Member of the Malaysian Parliament for Baram
- Incumbent
- Assumed office 5 May 2013
- Preceded by: Jacob Dungau Sagan (BN–PDP)
- Majority: 194 (2013) 1,990 (2018) 7,339 (2022)

Faction represented in Dewan Rakyat
- 2013–2018: Barisan Nasional
- 2018: Progressive Democratic Party
- 2018–: Gabungan Parti Sarawak

Personal details
- Born: Anyi Ngau 1959 (age 66–67) Crown Colony of Sarawak (now Sarawak, Malaysia)
- Citizenship: Malaysian
- Party: Progressive Democratic Party (PDP)
- Other political affiliations: Barisan Nasional (BN) (–2018) Gabungan Parti Sarawak (GPS) (since 2018)
- Relatives: Roland Engan (nephew)
- Education: Universiti Sains Malaysia
- Occupation: Politician

= Anyi Ngau =

Malaysian politician

Dato Anyi Ngau (born 1959) is a Malaysian politician who has served as the Member of Parliament (MP) for Baram since May 2013. He is a member of the Progressive Democratic Party (PDP), a component party of the Gabungan Parti Sarawak (GPS) and formerly Barisan Nasional (BN) coalitions. He has also served as the Secretary General of PDP since June 2023. He is one of the only two PDP MPs alongside Minister of Tourism, Arts and Culture and Bintulu MP Tiong King Sing.

==Political career==
===Member of Parliament (since 2013)===
====2013 general election====
In the 2013 general election, Anyi made his electoral debut after being nominated by BN to contest for the Baram federal seat. He won the seat and was elected to Parliament as the Baram MP for the first time, narrowly defeating his nephew, Roland Engan of Pakatan Rakyat (PR), and another independent candidate by a majority of only 194 votes.

====2018 general election====
In the 2018 general election, despite rumours that a direct member of BN would be nominated instead of Anyi to defend the Baram seat, he was renominated by BN to do so. He defended it and was reelected as the Baram MP for a second term after defeating Roland of Pakatan Harapan (PH) again by a majority of 1,990 votes.
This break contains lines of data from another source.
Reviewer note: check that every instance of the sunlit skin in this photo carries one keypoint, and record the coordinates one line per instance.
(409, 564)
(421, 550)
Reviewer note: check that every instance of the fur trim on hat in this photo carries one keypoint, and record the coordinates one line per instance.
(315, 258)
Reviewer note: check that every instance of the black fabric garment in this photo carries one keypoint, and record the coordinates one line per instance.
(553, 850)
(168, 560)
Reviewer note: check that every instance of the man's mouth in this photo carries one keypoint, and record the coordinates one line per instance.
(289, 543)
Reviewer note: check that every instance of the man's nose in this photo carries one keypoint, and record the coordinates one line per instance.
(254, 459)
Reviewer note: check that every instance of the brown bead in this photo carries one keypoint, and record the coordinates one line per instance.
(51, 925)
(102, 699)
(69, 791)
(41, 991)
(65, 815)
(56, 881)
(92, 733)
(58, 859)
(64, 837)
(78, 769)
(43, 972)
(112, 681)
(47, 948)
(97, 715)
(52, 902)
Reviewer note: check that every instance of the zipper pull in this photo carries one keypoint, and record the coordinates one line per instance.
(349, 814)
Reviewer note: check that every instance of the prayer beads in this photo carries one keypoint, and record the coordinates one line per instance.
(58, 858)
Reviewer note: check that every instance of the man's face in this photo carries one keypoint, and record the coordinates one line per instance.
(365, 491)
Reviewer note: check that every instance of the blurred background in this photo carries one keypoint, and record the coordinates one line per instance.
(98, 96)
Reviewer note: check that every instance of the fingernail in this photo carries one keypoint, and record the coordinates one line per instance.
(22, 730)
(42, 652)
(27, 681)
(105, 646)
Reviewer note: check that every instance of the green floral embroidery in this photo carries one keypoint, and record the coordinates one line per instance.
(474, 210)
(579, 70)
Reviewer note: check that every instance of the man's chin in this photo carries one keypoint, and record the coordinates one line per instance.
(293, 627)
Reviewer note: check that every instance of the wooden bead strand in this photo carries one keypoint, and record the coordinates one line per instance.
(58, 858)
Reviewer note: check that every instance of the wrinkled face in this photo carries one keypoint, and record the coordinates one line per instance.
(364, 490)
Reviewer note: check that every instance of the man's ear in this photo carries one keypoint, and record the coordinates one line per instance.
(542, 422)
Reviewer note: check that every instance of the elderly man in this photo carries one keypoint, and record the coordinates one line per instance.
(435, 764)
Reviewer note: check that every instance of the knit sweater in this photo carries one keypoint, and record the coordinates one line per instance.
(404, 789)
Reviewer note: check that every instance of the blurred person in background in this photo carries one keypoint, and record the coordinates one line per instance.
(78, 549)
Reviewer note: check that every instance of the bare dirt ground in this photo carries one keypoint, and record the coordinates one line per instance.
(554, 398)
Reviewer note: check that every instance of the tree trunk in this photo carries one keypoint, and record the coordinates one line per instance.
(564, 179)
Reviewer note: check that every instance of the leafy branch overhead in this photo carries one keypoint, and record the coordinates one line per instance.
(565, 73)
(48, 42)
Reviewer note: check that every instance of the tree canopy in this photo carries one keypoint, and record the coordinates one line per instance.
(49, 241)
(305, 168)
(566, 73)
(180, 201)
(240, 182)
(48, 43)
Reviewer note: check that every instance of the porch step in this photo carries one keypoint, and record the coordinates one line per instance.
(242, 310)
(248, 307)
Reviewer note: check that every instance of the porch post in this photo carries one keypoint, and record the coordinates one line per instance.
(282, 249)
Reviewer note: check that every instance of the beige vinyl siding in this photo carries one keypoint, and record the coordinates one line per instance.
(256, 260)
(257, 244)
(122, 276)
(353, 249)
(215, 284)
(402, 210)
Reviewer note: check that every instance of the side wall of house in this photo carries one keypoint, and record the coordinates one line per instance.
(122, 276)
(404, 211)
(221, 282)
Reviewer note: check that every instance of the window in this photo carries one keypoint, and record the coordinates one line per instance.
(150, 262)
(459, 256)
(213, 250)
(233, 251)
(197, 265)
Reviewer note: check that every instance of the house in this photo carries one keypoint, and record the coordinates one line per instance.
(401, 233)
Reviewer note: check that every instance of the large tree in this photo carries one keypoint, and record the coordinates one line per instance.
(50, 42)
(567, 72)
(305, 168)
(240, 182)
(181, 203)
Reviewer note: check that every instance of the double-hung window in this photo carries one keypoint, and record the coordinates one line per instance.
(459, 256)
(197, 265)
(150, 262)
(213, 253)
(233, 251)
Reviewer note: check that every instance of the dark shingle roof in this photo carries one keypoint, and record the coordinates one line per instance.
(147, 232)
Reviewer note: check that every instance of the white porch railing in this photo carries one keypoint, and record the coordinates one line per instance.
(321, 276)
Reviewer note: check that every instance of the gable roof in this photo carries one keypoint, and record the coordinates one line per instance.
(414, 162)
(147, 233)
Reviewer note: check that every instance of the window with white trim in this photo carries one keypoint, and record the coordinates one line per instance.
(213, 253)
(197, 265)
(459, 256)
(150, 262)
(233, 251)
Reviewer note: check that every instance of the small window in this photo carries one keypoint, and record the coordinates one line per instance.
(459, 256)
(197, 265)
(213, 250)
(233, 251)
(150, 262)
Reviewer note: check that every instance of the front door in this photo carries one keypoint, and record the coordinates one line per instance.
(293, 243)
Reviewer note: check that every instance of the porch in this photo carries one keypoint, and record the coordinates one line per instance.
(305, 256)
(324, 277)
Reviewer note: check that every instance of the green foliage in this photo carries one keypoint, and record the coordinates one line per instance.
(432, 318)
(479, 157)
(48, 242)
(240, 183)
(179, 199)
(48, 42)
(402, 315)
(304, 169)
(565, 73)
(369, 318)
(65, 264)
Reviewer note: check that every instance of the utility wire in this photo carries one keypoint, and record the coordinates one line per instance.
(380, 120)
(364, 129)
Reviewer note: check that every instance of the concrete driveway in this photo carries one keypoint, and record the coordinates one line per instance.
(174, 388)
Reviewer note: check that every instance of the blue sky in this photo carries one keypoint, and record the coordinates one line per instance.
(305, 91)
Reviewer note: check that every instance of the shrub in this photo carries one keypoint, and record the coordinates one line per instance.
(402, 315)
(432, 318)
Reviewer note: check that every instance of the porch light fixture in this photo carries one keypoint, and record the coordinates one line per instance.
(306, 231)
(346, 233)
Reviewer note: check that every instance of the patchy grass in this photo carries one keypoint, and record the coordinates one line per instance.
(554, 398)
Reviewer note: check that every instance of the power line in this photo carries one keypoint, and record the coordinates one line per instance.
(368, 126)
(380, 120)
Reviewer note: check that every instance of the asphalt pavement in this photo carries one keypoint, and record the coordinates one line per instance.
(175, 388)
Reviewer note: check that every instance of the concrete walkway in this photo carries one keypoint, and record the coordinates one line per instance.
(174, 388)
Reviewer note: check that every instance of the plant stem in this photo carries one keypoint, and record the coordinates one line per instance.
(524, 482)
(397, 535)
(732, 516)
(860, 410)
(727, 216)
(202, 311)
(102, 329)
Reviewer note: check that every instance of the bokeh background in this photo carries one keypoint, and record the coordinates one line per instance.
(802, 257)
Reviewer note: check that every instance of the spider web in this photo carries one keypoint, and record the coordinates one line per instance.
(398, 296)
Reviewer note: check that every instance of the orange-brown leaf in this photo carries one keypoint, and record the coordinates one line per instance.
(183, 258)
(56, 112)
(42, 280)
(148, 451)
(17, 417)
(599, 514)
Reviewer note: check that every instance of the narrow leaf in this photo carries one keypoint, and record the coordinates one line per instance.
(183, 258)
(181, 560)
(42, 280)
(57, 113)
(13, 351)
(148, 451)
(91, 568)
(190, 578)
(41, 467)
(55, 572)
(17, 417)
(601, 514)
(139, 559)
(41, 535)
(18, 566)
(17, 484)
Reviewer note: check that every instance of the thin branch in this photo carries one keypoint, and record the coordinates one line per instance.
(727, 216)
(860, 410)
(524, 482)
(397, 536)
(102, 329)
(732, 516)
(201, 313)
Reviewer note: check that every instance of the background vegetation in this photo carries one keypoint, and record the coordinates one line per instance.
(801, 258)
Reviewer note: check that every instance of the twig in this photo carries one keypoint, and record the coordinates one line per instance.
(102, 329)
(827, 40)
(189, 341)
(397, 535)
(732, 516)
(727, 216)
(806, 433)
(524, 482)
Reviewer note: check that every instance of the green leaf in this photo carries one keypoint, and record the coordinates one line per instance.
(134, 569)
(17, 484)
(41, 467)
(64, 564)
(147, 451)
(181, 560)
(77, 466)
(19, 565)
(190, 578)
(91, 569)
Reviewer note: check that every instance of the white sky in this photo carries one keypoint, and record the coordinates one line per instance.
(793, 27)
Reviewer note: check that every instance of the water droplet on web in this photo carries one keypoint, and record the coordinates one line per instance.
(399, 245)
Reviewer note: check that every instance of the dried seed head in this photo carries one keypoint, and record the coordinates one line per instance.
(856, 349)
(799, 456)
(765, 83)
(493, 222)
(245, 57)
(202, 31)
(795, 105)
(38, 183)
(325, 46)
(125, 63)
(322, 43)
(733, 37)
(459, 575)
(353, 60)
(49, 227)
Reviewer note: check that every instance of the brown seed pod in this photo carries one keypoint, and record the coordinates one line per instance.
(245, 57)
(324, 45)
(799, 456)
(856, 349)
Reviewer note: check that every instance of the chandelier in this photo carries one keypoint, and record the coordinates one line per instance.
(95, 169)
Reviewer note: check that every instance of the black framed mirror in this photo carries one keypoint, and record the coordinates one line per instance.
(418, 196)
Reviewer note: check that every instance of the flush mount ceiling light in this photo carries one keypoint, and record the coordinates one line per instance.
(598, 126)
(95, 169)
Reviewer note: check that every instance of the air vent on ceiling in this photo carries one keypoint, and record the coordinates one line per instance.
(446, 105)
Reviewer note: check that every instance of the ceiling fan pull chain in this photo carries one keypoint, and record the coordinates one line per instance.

====2020 political appointments====
On 9 March 2020, Prime Minister Muhyiddin Yassin offered PDP MP for Bintulu Tiong King Sing the appointment of the Deputy Minister of National Unity. However, Tiong declined it. There was a speculation that Muhyiddin would offer Anyi the appointment, as Anyi was another PDP MP, but this has never happened. Muhyiddin instead offered the appointment to Senator and Malaysian Chinese Association (MCA) Vice-President Ti Lian Ker, and was accepted by Ti. Instead, he was appointed Chairman of the Malaysia Cocoa Board on 20 May 2020, replacing Deputy Minister of Home Affairs II and MP for Ranau, Jonathan Yasin. He was additionally appointed Chairman of the Malaysian Pepper Board on 1 July 2020.

====2022 general election====
In the 2022 general election, Anyi was nominated by GPS to defend the seat again. He defended the seat and was reelected as the Baram MP for the third term after defeating Roland of PH again and another independent candidate by a majority of 7,339 votes.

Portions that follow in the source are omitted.